Package 'ImputeRobust' reference manual

Title:	Robust Multiple Imputation with Generalized Additive Models for Location Scale and Shape
Description:	Provides new imputation methods for the 'mice' package based on generalized additive models for location, scale, and shape (GAMLSS) as described in de Jong, van Buuren and Spiess <doi:10.1080/03610918.2014.911894>.
Authors:	Daniel Salfran [aut, cre], Martin Spieß [aut, ths]
Maintainer:	Daniel Salfran <[email protected]>
License:	GPL-3
Version:	1.3-1
Built:	2025-03-31 04:10:27 UTC
Source:	https://github.com/dsalfran/imputerobust

Multiple Imputation with Generalized Additive Models for Location, Scale, and Shape

Description

De Jong (2012), De Jong, van Buuren and Spiess (2016) introduced a new imputation method based on generalized additive models for location, scale, and shape (Rigby and Stasinopoulos, 2005), which is a class of univariate regression models, where the assumption of an exponential family is relaxed and replaced by a general distribution family. This allows the a more flexible modelling than standard parametric imputation models of not only the location (e.g. the mean), but also the scale (e.g. variance), and the shape (e.g., skewness and kurtosis) of the conditional distribution of the dependent variable given all other variables.

Author(s)

Daniel Salfran [email protected]

Martin Spiess [email protected]

References

de Jong, R., van Buuren, S. & Spiess, M. (2016) Multiple Imputation of Predictor Variables Using Generalized Additive Models. Communications in Statistics – Simulation and Computation, 45(3), 968–985.

de Jong, Roel. (2012). “Robust Multiple Imputation.” Universität Hamburg. http://ediss.sub.uni-hamburg.de/volltexte/2012/5971/.

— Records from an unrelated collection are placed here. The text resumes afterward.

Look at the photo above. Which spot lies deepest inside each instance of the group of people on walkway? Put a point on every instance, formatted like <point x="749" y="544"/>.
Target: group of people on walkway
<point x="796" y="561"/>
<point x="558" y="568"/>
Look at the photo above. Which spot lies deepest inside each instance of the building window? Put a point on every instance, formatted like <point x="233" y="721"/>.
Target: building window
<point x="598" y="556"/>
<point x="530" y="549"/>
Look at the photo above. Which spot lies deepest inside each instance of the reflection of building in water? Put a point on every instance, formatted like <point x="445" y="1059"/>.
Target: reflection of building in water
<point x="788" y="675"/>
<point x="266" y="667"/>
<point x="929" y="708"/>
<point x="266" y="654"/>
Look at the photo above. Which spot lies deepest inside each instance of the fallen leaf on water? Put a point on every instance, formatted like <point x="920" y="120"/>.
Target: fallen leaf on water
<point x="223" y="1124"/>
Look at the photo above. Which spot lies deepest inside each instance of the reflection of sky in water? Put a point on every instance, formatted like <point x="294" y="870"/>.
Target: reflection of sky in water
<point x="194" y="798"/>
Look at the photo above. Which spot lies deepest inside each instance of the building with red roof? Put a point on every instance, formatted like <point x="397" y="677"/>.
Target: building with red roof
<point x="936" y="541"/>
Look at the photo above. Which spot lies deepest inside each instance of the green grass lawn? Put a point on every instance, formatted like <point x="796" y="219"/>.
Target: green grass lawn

Rigby, R. A., and Stasinopoulos, D. M. (2005). Generalized Additive Models for Location, Scale and Shape. Journal of the Royal Statistical Society: Series C (Applied Statistics) 54 (3): 507–54.

GAMLSS bootstrap method

Description

Creates a random generation function for the missing values with bootstrap sample from the fitted GAMLSS model for the completely observed data.

Usage

ImpGamlssBootstrap(incomplete.data, fit, R, ...)
ImpGamlssBootstrap(incomplete.data, fit, R, ...)

Arguments

`incomplete.data`	Data frame with missings on one variable.
`fit`	Random sample generator method.
`R`	Boolean matrix with the response indicator.
`...`	extra arguments for the control of the gamlss fitting function

Value

Returns a imputation sample generator.

GAMLSS imputation fit

Description

This function takes a data set to fit a gamlss model and another to predict the expected parameters values. It returns a function that will generate a vector of random observations for the predicted parameters. The amount of random observations is the number of units on the dataset used to get such predictions.

Usage

ImpGamlssFit(data, new.data, family, n.ind.par, gam.mod,
  mod.planb = list(type = "pb", par = list(degree = 1, order = 1)),
  n.par.planb = n.ind.par, lin.terms = NULL, n.cyc = 5, bf.cyc = 5,
  cyc = 5, forceNormal = FALSE, trace = FALSE, ...)
ImpGamlssFit(data, new.data, family, n.ind.par, gam.mod,
  mod.planb = list(type = "pb", par = list(degree = 1, order = 1)),
  n.par.planb = n.ind.par, lin.terms = NULL, n.cyc = 5, bf.cyc = 5,
  cyc = 5, forceNormal = FALSE, trace = FALSE, ...)

Arguments

`data`	Completely observed data frame to be used to fit a gamlss model estimate.
`new.data`	Data frame used to predict the parameter values for some given right side x-values on the gamlss model.
`family`	Family to be used for the response variable on the GAMLSS estimation.
`n.ind.par`	Number of individual parameters to be fitted. Currently it only allows one or two because of stability issues for more parameters.
`gam.mod`	list with the parameters of the GAMLSS imputation model.
`mod.planb`	list with the parameters of the alternative GAMLSS imputation model.
`n.par.planb`	number of individual parameters in the alternative model.
`lin.terms`	Character vector specifying which (if any) predictor variables should enter the model linearly.
`n.cyc`	number of cycles of the gamlss algorithm
`bf.cyc`	number of cycles in the backfitting algorithm
`cyc`	number of cycles of the fitting algorithm
`forceNormal`	Flag that if set to 'TRUE' will use a normal family for the gamlss estimation as a last resource.
`trace`	whether to print at each iteration (TRUE) or not (FALSE)
`...`	extra arguments for the control of the gamlss fitting function

Value

Returns a method to generate random samples for the fitted gamlss model using "new.data" as covariates.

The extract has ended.